Pas un son, pas un chant, seulement dansent les squelettes,
Et frissonnent les chairs à leurs os tel un rire.
Le fracas d'une valse, le théâtre d'ancêtres,
Un orteil qui casse mais ne jamais ralentir,
Pas une trêve, pas un souffle pour les marionnettes,
Et les dents s'entrechoquent, et mon Dieu, ce sourire...

Pourquoi ces yeux qui me fixent, pourquoi ces yeux sans couleur,
Est-ce par amour du risque que j'y plonge?
Et que me veux cette orbite, et que me veux sa s½ur,
Et pourquoi de la fuite ne me vient pas le songe?
Je les vois qui s'avancent, je les sens qui m'agrippent,
Et me voilà qui danse parmi tant de cadavres.
Et ma chair se pourrie, mes organes se fripent,
Me voilà dans la troupe du Tango Cartilage...

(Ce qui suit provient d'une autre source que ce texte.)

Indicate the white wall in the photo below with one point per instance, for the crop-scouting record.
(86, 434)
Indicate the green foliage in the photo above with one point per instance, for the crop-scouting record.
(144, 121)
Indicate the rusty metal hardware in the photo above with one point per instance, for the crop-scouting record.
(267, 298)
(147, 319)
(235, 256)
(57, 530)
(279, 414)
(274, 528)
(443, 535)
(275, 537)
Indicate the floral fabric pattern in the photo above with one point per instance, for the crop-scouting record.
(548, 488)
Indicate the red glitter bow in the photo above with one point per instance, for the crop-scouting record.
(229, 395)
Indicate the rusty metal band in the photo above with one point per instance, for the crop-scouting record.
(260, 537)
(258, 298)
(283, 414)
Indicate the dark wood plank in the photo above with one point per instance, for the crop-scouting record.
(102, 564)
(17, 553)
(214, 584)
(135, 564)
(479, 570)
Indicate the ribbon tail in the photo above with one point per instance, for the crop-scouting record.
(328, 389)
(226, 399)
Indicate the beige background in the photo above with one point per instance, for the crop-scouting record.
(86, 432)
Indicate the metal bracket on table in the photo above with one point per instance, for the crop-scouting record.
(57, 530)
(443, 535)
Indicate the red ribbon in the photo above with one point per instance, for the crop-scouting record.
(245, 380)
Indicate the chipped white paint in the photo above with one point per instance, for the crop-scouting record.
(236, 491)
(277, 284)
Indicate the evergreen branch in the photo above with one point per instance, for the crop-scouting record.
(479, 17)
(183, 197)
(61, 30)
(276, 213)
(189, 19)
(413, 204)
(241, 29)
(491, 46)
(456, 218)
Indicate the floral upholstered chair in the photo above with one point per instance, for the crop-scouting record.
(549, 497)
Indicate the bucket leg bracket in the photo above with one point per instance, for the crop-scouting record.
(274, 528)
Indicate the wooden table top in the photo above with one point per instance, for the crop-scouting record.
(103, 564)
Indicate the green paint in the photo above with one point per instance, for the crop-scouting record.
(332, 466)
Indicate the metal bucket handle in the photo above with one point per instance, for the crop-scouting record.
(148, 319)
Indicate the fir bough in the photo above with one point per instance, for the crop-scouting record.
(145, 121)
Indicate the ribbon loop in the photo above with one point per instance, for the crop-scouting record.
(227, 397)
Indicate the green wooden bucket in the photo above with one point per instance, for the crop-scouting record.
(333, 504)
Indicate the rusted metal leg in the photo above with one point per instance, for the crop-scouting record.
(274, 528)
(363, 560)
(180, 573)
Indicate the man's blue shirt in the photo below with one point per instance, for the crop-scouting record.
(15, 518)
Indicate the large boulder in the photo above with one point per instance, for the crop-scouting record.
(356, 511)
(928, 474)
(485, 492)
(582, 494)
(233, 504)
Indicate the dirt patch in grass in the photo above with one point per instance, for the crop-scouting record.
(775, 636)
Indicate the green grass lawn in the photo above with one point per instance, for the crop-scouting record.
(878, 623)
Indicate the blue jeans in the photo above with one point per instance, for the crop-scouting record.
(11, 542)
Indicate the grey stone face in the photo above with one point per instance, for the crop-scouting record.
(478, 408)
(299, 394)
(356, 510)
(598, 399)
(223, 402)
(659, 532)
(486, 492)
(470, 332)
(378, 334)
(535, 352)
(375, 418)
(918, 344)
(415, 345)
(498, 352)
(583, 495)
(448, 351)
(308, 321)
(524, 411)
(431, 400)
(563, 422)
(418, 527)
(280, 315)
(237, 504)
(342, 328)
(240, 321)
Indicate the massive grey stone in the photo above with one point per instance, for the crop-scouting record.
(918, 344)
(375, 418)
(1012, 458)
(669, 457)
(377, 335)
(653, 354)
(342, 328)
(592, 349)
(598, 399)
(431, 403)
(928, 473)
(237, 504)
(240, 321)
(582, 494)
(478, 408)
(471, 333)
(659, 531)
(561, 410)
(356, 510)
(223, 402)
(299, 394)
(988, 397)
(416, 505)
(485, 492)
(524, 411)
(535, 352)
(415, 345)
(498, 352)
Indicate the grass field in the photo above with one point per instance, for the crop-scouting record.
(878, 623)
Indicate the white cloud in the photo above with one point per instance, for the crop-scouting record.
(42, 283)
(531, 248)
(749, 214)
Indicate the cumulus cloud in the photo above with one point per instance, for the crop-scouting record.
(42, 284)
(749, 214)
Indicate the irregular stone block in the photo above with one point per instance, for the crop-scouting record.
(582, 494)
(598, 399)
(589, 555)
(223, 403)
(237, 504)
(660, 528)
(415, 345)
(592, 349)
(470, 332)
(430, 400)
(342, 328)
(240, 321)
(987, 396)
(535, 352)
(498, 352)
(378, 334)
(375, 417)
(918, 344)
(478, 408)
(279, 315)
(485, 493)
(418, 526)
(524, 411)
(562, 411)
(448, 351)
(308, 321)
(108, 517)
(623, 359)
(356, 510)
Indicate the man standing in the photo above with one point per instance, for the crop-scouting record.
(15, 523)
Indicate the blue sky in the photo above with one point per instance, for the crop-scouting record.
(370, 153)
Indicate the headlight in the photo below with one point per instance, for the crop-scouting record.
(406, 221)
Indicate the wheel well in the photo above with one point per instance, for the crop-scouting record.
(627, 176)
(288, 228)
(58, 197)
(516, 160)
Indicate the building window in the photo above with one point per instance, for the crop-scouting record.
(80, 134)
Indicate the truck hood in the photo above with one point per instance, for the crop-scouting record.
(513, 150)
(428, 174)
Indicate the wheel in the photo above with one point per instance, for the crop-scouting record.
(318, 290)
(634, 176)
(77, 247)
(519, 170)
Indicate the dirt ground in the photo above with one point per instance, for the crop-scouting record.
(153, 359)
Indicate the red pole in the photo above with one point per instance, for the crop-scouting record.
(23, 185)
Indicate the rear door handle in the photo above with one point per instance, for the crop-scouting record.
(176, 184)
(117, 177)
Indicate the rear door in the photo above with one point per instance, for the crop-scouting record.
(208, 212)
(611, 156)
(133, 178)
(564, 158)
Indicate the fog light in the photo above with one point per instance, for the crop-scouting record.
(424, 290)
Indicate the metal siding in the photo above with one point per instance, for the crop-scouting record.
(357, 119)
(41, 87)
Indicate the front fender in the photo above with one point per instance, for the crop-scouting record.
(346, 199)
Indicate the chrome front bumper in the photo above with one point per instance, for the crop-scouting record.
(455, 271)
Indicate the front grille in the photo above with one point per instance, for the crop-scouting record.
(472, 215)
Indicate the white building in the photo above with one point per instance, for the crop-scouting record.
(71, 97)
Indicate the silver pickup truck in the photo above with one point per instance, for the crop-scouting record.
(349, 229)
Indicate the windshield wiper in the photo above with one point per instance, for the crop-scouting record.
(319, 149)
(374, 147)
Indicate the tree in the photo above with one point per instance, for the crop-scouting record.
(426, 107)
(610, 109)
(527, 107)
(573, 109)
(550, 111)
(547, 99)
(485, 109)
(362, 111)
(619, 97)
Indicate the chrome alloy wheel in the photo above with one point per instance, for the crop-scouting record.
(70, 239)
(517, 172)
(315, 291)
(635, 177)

Toi qui nous voit danser, et jamais on ne s'arrête,
On ballote en tous sens, et jamais on n'inspire.
Pas un son, pas un chant, seulement nous, les squelettes ;
Et frissonnent les chairs à nos os tel un rire.
Tu plongeras dans nos yeux, tu vireras Marionnette,
Rien ne sert de trembler car tu ne peut t'enfuir.

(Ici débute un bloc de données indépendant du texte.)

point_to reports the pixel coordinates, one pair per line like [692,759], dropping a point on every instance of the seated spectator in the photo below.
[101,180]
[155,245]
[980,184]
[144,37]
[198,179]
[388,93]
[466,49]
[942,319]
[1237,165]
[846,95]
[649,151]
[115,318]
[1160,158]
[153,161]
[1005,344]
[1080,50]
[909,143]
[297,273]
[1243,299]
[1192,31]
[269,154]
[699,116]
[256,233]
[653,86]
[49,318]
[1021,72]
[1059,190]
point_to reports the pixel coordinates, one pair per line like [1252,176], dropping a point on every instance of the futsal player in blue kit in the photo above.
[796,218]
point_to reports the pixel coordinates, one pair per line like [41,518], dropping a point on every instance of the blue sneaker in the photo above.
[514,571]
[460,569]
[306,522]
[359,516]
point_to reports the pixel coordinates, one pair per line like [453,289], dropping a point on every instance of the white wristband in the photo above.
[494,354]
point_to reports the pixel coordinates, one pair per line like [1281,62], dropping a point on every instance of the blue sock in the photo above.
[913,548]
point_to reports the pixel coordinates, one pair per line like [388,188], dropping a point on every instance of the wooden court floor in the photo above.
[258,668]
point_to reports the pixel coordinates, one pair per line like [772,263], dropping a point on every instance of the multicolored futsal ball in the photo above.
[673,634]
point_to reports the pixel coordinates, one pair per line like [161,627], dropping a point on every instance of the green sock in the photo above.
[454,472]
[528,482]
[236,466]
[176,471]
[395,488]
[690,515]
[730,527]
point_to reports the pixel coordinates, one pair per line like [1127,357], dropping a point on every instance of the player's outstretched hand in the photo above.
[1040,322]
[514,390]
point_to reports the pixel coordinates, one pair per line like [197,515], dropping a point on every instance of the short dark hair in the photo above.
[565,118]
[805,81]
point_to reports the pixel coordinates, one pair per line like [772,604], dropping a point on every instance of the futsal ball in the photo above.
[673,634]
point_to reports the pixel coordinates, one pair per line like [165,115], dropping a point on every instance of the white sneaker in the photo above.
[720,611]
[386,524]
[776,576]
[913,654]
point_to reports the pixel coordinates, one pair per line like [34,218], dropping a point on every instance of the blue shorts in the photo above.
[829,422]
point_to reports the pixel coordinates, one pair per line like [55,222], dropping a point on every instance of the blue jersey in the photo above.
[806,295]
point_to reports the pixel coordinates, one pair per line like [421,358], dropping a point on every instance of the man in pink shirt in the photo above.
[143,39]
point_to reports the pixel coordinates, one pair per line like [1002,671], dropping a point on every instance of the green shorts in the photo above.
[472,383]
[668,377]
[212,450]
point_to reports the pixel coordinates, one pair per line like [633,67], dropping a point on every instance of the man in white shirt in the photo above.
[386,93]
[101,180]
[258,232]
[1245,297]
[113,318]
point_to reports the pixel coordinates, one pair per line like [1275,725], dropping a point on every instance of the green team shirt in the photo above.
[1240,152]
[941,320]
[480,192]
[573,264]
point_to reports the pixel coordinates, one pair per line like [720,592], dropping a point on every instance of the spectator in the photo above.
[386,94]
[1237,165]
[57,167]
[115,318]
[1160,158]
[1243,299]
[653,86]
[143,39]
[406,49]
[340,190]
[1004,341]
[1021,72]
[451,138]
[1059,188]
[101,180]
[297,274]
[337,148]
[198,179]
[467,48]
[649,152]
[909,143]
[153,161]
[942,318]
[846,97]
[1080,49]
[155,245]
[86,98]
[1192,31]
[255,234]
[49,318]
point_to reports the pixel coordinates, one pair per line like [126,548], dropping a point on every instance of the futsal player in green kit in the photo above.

Viens rejoindre la pièce du théâtre d'ancêtres,
Et surtout, mon enfant, n'oublie pas de sourire.
Me vois-tu qui avance, me sens-tu qui t'agrippes?
Observes-toi danser parmi tant de cadavres.
Et ta chair pourrissante, tes organes qui fripent,
Te grinceront "Bienvenue... au Tango Cartilage."